Lisel Oppel | |
Birth Name: | Anna Amalie Elisabeth Oppel |
Birth Date: | 14 October 1897 |
Birth Place: | Bremen, Germany |
Death Date: | 11 July 1960 |
Death Place: | Bremen, West Germany |
Occupation: | Painter |
Spouse: | none |
Parents: | Alwin Oppel (1849-1929) Amalie Baumann |
Children: | Claudio |
Anna Amalie Elisabeth "Lisel" Oppel (14 October 1897 – 11 July 1960) was a German painter. Sixty years after her death, she remains one of the better remembered representatives of the Worpswede Artists' Colony.[1] [2] [3] [4] [5]
Anna Amalie Elisabeth "Lisel" Oppel was born at Bremen, the youngest of her parents' seven,[3] or more[2] children.[4] Alwin Oppel (1849–1929), her father, was a secondary school teacher and a distinguished economist. Her mother, Amalie Oppel, born Amalie Baumann, was her father's second wife and came originally from Herisau (Appenzell) in the traditionally conservative north-east of Switzerland. While Lisel was growing up the family lived at Lübecker Straße 31, a town house in the heart of Bremen.[4]

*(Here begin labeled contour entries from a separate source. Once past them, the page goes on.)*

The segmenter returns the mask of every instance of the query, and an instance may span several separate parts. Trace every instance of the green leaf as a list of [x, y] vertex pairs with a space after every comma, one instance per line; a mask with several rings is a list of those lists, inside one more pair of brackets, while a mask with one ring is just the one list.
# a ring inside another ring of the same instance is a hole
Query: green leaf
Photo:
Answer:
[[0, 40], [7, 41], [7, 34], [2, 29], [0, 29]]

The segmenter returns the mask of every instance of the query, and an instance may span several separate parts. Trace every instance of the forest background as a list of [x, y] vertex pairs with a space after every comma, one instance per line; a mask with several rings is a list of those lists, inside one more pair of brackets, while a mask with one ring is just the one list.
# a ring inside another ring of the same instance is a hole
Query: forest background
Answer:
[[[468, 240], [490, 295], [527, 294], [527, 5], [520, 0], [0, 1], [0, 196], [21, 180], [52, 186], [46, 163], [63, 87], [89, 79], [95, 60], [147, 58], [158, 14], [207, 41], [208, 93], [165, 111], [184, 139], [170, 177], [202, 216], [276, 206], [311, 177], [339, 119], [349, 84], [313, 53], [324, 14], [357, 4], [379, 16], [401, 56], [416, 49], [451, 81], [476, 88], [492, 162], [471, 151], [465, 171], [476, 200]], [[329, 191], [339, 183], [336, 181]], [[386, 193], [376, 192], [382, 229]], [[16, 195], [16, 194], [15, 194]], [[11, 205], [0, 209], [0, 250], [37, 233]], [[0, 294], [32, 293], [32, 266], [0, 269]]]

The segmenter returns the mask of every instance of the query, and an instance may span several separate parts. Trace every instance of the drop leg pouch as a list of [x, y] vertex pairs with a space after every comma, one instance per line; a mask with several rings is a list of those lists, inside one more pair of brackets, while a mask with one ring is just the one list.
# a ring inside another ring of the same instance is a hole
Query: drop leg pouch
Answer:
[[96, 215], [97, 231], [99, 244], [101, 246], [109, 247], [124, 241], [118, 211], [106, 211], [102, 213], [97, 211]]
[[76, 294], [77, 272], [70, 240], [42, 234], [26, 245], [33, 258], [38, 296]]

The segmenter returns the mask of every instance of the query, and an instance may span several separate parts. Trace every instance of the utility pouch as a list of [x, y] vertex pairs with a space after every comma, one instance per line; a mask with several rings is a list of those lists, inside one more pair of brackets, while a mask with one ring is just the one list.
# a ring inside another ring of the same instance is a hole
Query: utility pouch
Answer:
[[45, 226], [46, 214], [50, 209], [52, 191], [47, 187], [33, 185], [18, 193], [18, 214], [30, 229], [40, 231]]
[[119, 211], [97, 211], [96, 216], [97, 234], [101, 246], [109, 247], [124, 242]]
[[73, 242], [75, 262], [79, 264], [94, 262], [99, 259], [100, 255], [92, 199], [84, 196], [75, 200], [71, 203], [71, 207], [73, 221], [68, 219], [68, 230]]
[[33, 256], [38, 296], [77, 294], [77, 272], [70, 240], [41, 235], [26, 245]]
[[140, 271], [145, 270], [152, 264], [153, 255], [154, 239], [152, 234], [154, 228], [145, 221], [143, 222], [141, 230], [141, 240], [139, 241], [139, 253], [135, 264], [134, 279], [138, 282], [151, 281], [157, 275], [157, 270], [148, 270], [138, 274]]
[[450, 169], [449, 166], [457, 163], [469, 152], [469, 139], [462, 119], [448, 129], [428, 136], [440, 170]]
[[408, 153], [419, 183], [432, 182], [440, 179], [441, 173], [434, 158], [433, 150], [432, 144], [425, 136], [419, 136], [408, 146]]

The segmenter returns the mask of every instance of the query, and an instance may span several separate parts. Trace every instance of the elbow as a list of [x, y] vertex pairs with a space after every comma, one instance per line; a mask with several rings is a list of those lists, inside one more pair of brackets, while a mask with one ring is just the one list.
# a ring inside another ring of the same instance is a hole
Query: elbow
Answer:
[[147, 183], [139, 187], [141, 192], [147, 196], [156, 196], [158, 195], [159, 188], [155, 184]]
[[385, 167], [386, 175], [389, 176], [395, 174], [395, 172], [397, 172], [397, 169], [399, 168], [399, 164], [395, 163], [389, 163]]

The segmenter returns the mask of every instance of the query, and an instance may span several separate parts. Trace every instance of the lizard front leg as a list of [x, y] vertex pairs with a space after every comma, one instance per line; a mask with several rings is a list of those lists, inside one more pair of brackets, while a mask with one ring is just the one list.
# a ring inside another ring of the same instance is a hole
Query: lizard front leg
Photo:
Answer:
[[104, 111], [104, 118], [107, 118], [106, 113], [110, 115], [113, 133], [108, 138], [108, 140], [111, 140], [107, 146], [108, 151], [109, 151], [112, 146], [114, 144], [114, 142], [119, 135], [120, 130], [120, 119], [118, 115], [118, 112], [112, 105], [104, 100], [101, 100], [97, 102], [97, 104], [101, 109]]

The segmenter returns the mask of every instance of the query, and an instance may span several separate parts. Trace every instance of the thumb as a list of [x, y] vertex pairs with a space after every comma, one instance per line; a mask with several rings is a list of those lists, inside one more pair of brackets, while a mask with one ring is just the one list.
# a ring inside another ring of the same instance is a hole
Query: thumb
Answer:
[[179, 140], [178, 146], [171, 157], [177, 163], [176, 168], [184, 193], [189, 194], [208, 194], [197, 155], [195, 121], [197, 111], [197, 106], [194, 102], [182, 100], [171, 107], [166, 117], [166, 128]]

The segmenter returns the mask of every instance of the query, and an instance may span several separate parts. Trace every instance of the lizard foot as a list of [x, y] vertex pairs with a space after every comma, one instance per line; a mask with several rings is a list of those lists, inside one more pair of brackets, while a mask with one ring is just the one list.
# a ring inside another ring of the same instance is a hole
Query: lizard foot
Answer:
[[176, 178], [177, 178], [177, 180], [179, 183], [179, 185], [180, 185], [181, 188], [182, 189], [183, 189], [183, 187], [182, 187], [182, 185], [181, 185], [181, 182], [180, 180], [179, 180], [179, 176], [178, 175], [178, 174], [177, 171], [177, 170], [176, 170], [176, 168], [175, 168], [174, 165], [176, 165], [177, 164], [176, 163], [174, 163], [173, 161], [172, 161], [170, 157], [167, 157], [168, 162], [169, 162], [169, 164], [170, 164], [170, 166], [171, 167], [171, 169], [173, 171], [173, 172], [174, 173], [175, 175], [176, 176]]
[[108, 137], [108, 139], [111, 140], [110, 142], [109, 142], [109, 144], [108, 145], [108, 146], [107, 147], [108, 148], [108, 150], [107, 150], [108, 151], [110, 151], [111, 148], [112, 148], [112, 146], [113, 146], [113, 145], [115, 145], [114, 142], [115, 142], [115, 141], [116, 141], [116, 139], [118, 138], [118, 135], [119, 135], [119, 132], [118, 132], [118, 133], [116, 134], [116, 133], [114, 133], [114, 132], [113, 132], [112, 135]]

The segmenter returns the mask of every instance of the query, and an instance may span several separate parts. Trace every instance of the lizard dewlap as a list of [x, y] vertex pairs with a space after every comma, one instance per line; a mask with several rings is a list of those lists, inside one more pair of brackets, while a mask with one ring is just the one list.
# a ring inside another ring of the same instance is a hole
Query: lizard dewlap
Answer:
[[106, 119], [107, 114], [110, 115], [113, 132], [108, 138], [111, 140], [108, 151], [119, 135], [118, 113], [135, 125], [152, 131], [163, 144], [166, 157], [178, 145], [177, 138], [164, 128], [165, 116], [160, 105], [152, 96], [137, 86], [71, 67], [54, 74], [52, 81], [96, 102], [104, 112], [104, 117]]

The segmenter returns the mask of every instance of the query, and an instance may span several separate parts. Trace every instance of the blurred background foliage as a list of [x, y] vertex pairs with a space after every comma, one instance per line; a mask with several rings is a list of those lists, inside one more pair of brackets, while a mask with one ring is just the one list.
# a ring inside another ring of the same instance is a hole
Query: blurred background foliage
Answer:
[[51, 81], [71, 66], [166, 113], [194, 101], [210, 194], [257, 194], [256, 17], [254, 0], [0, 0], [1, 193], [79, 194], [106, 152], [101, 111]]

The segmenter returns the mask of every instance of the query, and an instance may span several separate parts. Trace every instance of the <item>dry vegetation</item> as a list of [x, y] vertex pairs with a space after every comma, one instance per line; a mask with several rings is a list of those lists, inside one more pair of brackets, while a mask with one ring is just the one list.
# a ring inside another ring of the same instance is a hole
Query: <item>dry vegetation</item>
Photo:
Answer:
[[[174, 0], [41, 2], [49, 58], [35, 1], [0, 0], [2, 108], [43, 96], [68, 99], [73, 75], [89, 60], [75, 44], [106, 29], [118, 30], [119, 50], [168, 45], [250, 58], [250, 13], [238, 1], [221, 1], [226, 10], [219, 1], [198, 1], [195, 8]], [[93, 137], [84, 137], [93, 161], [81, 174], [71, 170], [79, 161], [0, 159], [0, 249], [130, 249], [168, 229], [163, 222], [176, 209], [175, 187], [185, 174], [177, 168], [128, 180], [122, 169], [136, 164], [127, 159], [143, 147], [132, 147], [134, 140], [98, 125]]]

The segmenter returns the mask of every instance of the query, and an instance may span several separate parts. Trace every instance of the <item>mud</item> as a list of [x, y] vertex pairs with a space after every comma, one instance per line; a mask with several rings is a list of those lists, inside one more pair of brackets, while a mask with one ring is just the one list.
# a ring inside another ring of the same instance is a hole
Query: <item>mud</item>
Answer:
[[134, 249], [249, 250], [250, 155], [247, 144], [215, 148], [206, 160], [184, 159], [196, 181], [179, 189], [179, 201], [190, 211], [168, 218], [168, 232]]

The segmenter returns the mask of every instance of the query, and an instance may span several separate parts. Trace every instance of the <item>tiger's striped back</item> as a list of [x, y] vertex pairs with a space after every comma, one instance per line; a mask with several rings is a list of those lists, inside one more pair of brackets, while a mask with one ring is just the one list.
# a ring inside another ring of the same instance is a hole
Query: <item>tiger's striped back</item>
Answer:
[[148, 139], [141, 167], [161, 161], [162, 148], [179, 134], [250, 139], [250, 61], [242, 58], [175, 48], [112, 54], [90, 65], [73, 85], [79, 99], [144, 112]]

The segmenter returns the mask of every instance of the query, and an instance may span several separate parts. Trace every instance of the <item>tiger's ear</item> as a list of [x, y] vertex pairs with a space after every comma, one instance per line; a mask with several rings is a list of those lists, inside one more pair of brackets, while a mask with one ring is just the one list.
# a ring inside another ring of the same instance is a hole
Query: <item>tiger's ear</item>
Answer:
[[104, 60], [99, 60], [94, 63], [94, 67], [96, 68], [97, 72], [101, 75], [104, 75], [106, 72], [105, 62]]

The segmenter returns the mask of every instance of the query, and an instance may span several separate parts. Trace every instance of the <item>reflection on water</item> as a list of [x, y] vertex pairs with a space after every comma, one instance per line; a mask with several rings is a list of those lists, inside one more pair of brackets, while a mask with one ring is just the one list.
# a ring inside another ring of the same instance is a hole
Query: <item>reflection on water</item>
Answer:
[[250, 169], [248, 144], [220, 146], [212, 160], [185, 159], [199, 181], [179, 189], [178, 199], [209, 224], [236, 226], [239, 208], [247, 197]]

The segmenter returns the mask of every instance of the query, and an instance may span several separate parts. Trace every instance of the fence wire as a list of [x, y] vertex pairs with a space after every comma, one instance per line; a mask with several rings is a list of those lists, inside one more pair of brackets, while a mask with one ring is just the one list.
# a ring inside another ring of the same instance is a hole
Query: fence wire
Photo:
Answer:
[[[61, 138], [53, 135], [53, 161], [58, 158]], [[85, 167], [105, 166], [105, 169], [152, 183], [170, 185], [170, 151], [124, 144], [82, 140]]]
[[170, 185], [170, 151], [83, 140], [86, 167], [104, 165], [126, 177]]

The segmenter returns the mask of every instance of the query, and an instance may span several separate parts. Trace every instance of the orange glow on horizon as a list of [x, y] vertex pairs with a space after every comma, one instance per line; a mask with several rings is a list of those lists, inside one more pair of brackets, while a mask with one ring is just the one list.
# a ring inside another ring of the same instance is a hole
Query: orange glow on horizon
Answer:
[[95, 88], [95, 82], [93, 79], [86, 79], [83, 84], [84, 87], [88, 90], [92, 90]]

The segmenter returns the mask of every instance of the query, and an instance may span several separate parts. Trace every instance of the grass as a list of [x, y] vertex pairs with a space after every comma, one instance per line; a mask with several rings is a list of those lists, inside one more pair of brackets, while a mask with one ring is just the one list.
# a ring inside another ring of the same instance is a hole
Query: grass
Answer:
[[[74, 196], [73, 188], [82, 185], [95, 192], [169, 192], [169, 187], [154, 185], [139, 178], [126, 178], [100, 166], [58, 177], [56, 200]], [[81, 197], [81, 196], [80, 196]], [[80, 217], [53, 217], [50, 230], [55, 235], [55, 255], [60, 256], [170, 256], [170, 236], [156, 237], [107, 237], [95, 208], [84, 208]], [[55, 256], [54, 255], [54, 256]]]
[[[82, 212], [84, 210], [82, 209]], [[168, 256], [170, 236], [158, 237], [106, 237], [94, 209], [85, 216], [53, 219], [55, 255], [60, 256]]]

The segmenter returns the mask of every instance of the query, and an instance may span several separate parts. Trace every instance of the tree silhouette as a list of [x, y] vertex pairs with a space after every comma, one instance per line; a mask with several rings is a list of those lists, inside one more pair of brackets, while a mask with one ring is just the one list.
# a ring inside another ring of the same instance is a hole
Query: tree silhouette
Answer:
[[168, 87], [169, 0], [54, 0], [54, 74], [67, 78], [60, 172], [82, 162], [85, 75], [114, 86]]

During 1914/15 Oppel studied for three terms at the "Kunst-gewerbeschule" (as the Bremen applied arts academy was then known). Here her teachers included Ernst Müller-Scheessel with whom she studied landscape painting.[2] Following the outbreak of war at the end of July 1914 she broke off her studies, concentrating on looking after her parents over the next couple of years.[4] She resumed her studied during 1917/18, spending three terms, this time, at the (subsequently renamed and then merged) "Königliche Kunstgewerbeschule" (loosely, "Royal Academy of Applied Art") in Munich. The academy director, Richard Riemerschmid, was among her teachers.[2] She was also taught by Hermann Groeber, who is to have been particularly encouraging and influential in respect of her subsequent career development.[2]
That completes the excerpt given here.